Punch Taverns shares slumped this morning as it said it would not pay a final dividend and was delaying a REIT conversion to concentrate on maintaining the strength of the balance sheet.
The pub group, which owns 8,400 pubs, said in trading update that it had received clearance from Revenue and Customs to create a corporate structure which would allow it to become a REIT. However, it said itsfocus now was to maintain the strength of the balance sheet.
It said: ‘As previously highlighted, conversion to a REIT status would involve material implementation costs and introduces a significantly increased dividend requirement which must be weighed up against the tax benefits.
‘Whilst work progresses in assessing the reorganisation steps that would be required to allow conversion, in the current environment our main priorities are to maintain the strength of our balance sheet and to continue to invest in our business.’

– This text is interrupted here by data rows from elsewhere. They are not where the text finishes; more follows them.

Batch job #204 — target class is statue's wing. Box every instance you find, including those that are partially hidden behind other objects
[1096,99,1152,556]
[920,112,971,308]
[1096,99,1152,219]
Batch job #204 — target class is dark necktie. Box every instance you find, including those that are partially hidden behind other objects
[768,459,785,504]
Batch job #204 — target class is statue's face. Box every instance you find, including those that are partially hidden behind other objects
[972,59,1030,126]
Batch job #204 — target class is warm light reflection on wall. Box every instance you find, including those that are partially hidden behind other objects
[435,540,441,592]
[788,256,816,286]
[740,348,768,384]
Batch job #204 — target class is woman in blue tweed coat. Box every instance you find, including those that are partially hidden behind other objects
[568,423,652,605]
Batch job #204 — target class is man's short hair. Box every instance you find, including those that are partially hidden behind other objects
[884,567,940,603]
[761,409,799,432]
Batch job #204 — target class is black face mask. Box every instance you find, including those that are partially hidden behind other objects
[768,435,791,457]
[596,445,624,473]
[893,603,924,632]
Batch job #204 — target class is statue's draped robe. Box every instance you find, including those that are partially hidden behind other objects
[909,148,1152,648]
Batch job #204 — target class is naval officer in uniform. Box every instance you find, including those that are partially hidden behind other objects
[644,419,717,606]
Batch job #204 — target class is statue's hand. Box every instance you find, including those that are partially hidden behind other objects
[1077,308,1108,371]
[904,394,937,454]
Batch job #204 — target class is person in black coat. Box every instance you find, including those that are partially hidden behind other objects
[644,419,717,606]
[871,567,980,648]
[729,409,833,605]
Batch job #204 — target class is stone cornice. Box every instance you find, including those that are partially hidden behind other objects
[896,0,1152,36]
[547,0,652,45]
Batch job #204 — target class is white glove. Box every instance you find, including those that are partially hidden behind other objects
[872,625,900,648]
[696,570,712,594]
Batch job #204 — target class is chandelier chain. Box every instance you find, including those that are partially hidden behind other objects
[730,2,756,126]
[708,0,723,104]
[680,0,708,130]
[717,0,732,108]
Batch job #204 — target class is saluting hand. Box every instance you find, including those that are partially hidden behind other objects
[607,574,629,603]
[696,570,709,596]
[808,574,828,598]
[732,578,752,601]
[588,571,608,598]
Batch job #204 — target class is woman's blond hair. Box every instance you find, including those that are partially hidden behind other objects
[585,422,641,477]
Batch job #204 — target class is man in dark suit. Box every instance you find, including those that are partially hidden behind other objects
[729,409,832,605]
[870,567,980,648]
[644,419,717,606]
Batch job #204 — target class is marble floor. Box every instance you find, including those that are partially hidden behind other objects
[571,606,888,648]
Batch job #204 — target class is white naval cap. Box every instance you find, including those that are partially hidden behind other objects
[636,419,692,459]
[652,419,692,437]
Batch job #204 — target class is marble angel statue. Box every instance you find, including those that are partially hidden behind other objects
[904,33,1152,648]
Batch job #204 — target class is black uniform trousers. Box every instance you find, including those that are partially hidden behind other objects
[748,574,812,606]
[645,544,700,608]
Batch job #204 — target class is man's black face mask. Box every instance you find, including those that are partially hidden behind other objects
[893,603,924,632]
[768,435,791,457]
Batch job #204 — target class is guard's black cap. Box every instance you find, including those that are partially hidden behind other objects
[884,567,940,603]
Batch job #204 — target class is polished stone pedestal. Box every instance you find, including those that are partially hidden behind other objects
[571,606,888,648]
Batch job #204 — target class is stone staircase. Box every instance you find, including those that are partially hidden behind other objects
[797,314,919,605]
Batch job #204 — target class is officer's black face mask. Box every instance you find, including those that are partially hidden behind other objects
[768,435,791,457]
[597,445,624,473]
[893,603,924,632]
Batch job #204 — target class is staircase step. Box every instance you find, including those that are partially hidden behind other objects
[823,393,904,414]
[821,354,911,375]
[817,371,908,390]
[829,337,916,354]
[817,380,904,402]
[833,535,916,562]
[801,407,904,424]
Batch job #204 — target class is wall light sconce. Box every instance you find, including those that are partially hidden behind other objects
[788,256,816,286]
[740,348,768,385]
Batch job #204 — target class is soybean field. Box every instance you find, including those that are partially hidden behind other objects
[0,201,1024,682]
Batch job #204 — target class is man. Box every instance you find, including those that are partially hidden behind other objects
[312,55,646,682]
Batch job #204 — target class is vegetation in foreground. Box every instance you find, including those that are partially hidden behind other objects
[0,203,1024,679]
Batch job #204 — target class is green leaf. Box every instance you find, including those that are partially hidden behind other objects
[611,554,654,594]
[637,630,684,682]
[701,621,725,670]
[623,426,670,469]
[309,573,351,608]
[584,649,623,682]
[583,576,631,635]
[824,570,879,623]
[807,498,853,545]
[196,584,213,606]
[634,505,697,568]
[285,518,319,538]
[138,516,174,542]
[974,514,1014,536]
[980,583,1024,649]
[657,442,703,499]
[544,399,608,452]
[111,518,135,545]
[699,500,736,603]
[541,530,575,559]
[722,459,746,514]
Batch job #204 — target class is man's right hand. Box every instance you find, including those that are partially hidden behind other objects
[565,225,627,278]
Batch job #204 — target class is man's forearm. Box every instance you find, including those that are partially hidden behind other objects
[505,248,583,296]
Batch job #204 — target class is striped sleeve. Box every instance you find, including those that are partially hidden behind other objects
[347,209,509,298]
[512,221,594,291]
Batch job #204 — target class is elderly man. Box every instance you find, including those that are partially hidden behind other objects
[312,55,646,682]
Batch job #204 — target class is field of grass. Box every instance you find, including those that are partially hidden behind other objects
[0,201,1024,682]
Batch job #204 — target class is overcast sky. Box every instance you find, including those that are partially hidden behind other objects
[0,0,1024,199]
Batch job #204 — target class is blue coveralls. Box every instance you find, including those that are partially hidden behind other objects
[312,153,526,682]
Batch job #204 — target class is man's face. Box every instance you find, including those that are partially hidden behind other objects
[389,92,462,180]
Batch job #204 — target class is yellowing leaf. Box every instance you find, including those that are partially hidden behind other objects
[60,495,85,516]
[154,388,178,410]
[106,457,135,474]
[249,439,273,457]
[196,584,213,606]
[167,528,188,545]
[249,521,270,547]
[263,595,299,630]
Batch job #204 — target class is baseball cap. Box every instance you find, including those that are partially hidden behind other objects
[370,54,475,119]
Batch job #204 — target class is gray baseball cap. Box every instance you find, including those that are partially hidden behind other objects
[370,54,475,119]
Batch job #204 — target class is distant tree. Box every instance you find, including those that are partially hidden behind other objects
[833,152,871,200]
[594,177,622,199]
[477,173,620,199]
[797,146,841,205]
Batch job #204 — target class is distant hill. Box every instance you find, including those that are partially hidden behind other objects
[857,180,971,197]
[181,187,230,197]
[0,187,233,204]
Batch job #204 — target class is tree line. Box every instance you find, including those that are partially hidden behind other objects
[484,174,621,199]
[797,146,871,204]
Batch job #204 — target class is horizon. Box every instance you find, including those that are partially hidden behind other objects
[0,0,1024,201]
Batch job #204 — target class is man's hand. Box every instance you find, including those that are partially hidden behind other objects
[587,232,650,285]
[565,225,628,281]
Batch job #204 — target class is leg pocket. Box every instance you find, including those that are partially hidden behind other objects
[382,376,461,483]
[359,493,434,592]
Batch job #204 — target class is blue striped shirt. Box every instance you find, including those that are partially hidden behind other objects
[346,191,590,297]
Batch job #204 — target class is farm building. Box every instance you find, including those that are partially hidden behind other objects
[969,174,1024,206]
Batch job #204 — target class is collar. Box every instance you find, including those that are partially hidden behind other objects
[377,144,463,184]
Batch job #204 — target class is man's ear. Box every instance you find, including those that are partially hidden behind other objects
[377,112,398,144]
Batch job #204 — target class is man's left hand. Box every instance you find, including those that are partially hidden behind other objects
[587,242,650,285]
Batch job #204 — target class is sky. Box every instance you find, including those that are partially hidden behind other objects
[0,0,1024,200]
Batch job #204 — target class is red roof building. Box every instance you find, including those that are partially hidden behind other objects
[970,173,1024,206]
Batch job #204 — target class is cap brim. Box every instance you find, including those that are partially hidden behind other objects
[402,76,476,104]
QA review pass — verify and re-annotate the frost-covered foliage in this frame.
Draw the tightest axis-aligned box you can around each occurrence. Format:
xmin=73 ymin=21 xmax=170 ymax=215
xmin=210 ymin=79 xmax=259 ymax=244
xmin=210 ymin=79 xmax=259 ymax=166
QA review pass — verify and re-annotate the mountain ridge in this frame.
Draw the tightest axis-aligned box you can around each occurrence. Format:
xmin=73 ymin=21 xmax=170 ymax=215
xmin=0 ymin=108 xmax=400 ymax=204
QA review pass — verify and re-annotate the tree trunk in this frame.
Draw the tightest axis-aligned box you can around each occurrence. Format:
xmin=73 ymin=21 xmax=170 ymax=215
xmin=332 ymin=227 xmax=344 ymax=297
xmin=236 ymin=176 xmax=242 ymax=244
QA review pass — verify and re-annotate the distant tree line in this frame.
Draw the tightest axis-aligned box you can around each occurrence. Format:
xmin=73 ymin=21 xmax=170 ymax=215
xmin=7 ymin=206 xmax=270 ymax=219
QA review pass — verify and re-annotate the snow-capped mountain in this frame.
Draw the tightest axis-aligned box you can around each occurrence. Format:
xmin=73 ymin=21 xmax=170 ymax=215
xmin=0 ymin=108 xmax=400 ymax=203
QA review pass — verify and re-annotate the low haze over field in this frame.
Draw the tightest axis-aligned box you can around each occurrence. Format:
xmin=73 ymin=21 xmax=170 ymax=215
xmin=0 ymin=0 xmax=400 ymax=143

Punch also reported a decline in sales given ‘ongoing challenging trading conditions’ and said it planned to suspend a final dividend because ‘in the current financing market environment, the Board considers it prudent to retain cash and further strengthen the balance sheet ahead of returning cash to shareholders through distribution.'
It said it repaid £75m of debt from existing cash flows this year and said it ‘remained confident of being able to extract cash from its proposed securitisations following the year end’.
The group will announce its full year results in November and said it was ‘confident of delivering full year earnings…despite ongoing challenging trading conditions for the industry.’
In early trading Punch Taverns shares dropped nearly 14% to 273p.